Albert Brian Jackson (21 August 1933 – 26 November 2024) was an English cricketer who played for Derbyshire from 1963 to 1968 and for MCC in 1967.

==Biography==
Jackson was born in Kettleshulme, Cheshire, and was a mainstay of the Cheshire team in the Minor Counties Championship between 1958 and 1960. After taking 26 wickets for sixteen runs each in 1958, Jackson declined somewhat on the less favourable pitches of 1959 and 1960, but with Cheshire unable to afford any professionals, Brian Jackson was signed by Derbyshire for 1961.

He debuted for the Derbyshire Second XI in the 1961 season in an innings-victory against Nottinghamshire in Epperstone.
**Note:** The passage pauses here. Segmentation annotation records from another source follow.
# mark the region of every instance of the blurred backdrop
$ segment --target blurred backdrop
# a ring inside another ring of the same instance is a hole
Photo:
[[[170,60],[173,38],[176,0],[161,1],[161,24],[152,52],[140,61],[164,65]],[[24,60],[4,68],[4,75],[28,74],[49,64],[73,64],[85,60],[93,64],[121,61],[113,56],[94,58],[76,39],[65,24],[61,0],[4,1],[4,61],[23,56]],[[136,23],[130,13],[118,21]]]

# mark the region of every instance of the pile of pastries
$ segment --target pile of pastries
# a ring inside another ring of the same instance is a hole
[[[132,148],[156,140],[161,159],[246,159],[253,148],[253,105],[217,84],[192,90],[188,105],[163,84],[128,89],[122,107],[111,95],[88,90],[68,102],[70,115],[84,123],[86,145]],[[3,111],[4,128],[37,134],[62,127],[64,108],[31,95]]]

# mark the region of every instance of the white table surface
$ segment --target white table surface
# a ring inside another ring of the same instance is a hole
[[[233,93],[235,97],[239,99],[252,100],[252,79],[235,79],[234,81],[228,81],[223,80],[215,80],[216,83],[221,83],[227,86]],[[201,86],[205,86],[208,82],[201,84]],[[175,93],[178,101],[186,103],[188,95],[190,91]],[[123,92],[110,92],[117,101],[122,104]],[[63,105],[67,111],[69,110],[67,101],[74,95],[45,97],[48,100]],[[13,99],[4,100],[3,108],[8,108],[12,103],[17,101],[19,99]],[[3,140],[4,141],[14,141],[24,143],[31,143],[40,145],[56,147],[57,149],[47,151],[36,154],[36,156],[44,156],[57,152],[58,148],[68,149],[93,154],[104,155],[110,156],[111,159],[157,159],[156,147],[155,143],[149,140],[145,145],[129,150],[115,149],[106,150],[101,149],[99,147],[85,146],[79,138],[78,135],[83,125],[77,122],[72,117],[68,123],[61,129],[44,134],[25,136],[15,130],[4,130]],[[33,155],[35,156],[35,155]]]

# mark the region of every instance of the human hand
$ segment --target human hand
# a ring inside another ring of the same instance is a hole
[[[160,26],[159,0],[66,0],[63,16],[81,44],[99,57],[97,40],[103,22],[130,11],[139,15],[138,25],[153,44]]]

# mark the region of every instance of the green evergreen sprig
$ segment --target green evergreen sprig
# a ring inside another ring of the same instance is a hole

After playing in the Second XI for two years, Brian Jackson made his first-class debut in the 1963 season against Somerset in May, though he was absent hurt in the match. He saw action in his next game, against Glamorgan, and was a regular member of the side for the rest of the season. He bowled steadily, and in one match against Pakistan Eaglets he took ten wickets for ninety runs. He received his Derbyshire cap and with his unrelated namesake Leslie Jackson retiring was viewed as a future spearhead of the Derbyshire bowling. Like Leslie, Brian Jackson was not a strong batsman: he never reached 30 in a first-class innings and his runs exceeded his wickets by no more than 190 for his whole career.
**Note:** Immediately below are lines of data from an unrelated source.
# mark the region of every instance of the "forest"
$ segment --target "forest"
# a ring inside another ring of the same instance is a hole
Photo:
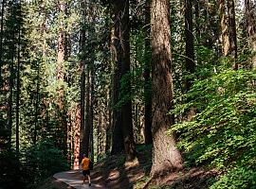
[[[0,189],[57,188],[82,154],[105,188],[256,188],[255,0],[0,12]]]

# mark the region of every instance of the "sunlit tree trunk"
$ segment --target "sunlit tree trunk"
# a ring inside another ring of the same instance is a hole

In the 1964 season, with 79 Championship wickets Brian Jackson was by far the best bowler in the team and critics were impressed by his workrate although his average of 23.59 suggested Derbyshire was losing its traditional strength in pace bowling. However, the 1965 season saw Brian Jackson advance remarkably to form with Harold Rhodes an immensely powerful opening attack: the two bowlers were first and second in the national averages. Jackson's superb outswinger and extremely accurate length made him an extremely formidable opponent on the damp pitches of that summer, and he was never mastered even on the better pitches.

Although with his weakness as a batsman Brian Jackson had not been considered for the 1965 Tests against New Zealand and South Africa, an immense amount was expected of him even at thirty-three (a time when most pace bowlers begin to decline). In the 1966 season he achieved a few superb performances under helpful conditions, such as eight for 18 in the first innings and twelve for 49 in the match against Warwickshire at Coventry but overall the performance was disappointing in this and the 1967 season. In 1967 Jackson took eleven for 69 against Warwickshire at Edgbaston but was dropped from the Derbyshire eleven late in the season. One match for Marylebone Cricket Club (MCC) in 1967 was his only first-class match for a team other than Derbyshire. After a poor performance in the 1968 season, Brian Jackson was not re-engaged for 1969, but he did play along with Leslie and Cliff Gladwin in a limited overs match to commemorate the centenary of the Derbyshire county club.

Jackson returned to Cheshire in the Minor Counties Championship between 1969 and 1970.

On 27 November 2024, it was announced that Jackson had died at the age of 91.